Le manifestazioni dell'estrema destra polacca ad Auschwitz (foto LaPresse)

Italia, Polonia e le alleanze del “cambiamento” che riaccende gli odi

Micol Flammini

Dove possono portarci le alleanze populiste. Chi era il manifestante estremista ai cancelli di Auschwitz

Roma. Lunedì i giornali hanno raccontato che alle commemorazioni del Giorno della memoria, i militanti dell’estrema destra polacca si sono radunati davanti ad Auschwitz, gridando di volere giustizia per “i nostri morti”, con riferimento ai cittadini polacchi uccisi nel campo di sterminio, e di voler “pregare nel nostro modo polacco” sulle tombe delle vittime nazionali ed esigendo di restituire “la Polonia ai polacchi”. A capo delle urla, degli sventolii frenetici degli striscioni, dell’odio, c’era Piotr Rybak, che ha fatto campagna elettorale assieme a Kukiz’15, il partito fondato dall’ex cantante punk Pawel Kukiz. Piotr Rybak ha avuto una certa notorietà nel 2015, quando bruciò un fantoccio raffigurante un ebreo. In tribunale spiegò che non si trattava di un ebreo a caso, ma di un ebreo in particolare: George Soros, il filantropo miliardario di origini ungheresi. 

 

In Polonia è arrivato il “buon cambiamento”. Il PiS, il Partito Diritto e giustizia che è al governo dal 2015, lo aveva promesso, era proprio dobra zmiana lo slogan della sua campagna elettorale. Dopo quattro anni Varsavia conosce i risultati del cambiamento promesso: razzismo, antisemitismo, odio. Sono molte le cose che legano Polonia e Italia, anche i gialloverdi si sono presentati come il “governo del cambiamento”, ma contrariamente ai polacchi hanno evitato l’aggettivo “buono”. Tra i due paesi ci sono desideri di alleanze in vista delle elezioni di maggio nell’Unione europea: se i Cinque stelle flirtano con tutti i movimenti antisistema in cui si imbattono, il ministro dell’Interno Matteo Salvini è alla ricerca di un accordo con Jaroslaw Kaczynski, fondatore del PiS: si sono incontrati a Varsavia, e stanno cercando di trovare le basi di un accordo.

 

In Polonia però la tensione culturale, con le ferite del passato, è molto alta.

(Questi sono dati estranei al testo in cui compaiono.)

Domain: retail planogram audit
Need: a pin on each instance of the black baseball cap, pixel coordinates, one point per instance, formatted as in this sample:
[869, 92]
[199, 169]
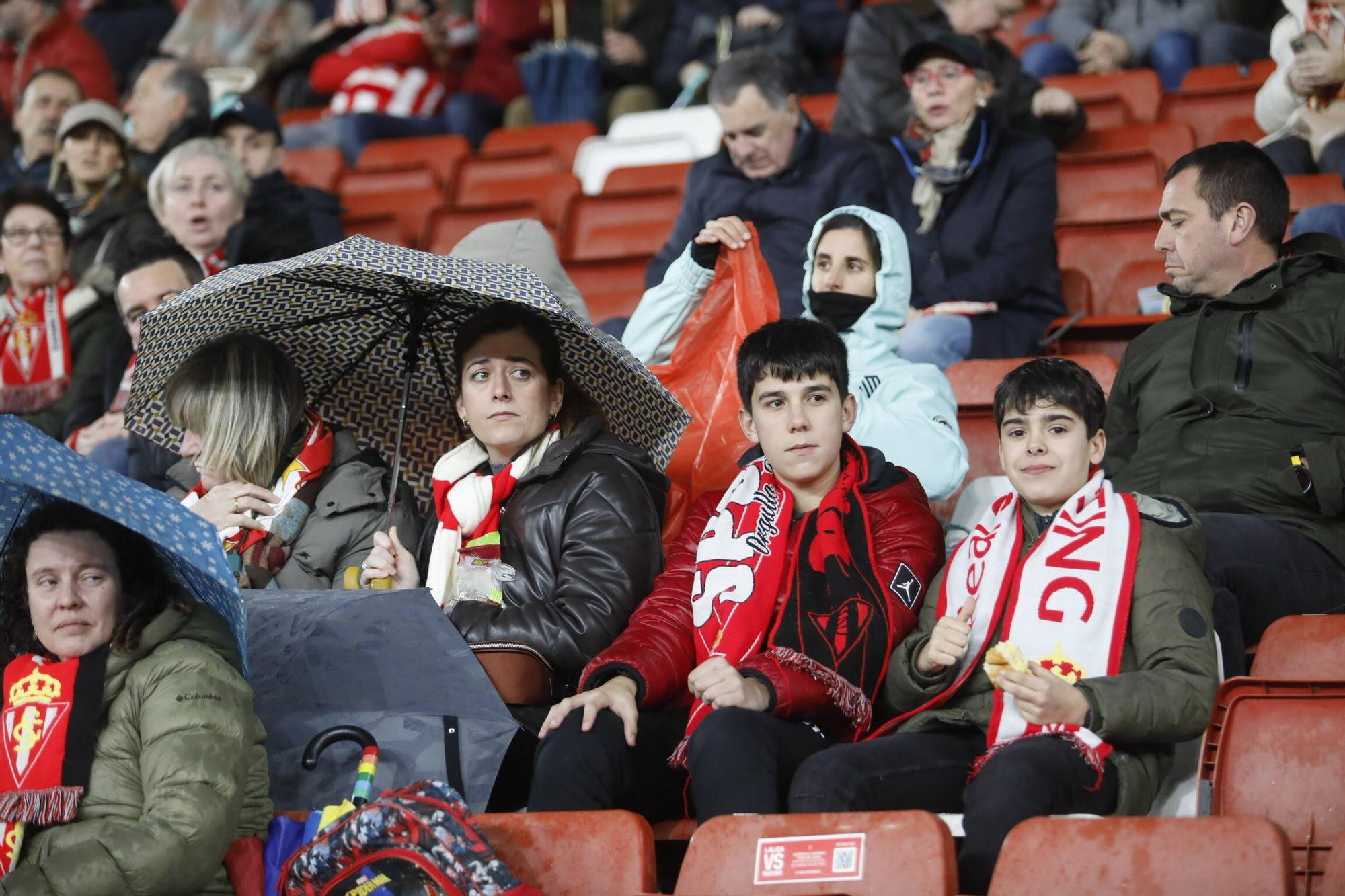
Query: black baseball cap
[946, 46]
[252, 114]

A due settimane dall’omicidio di Pawel Adamowicz, il sindaco di Danzica assassinato sul palco di un evento di beneficenza per le sue idee, le celebrazioni per il settantaquattresimo anniversario della liberazione del campo di sterminio ad Auschwitz sono diventate un’altra espressione dell’odio che ribolle in Polonia. Erano presenti molte autorità, incluso Mateusz Morawiecki, primo ministro polacco, esponente del PiS, che nel suo discorso ha parlato del valore della verità: “La Polonia – ha detto – sorveglia sulla verità, la quale non può essere relativizzata. Voglio farvi questa promessa di una verità completa su ciò che è successo a quei tempi. Dobbiamo guardare la verità dritta negli occhi, una verità completa e totale”. Questa verità sulla quale la nazione, secondo il premier, ha il compito di sorvegliare è la verità del governo sulle colpe dell’Olocausto che l’anno scorso ha portato il Parlamento ad approvare una legge che punisce chi insinua una responsabilità o una complicità dei polacchi nello sterminio del popolo ebraico. La legge, che vieta anche l’uso di frasi quali “campi di concentramento polacchi”, è stata interpretata come un segnale del ritorno dell’antisemitismo che non ha mai smesso di tormentare la Polonia ma che è aumentato da quando il PiS è arrivato al governo. E siccome questa catena di nazionalismo, odi e paure non accenna a placarsi, il “buon cambiamento” promesso dal PiS è arrivato e ha liberato tutti gli istinti che in trent’anni la giovanissima democrazia polacca aveva cercato di placare. Il partito di Mateusz Morawiecki però ha liberato anche le destre ancora più a destra, i nazionalisti ancora, se si può, più radicali come Piotr Rybak e coloro che domenica davanti ai cancelli di Auschwitz protestavano contro il governo accusandolo di voler commemorare soltanto gli ebrei e non i cittadini polacchi.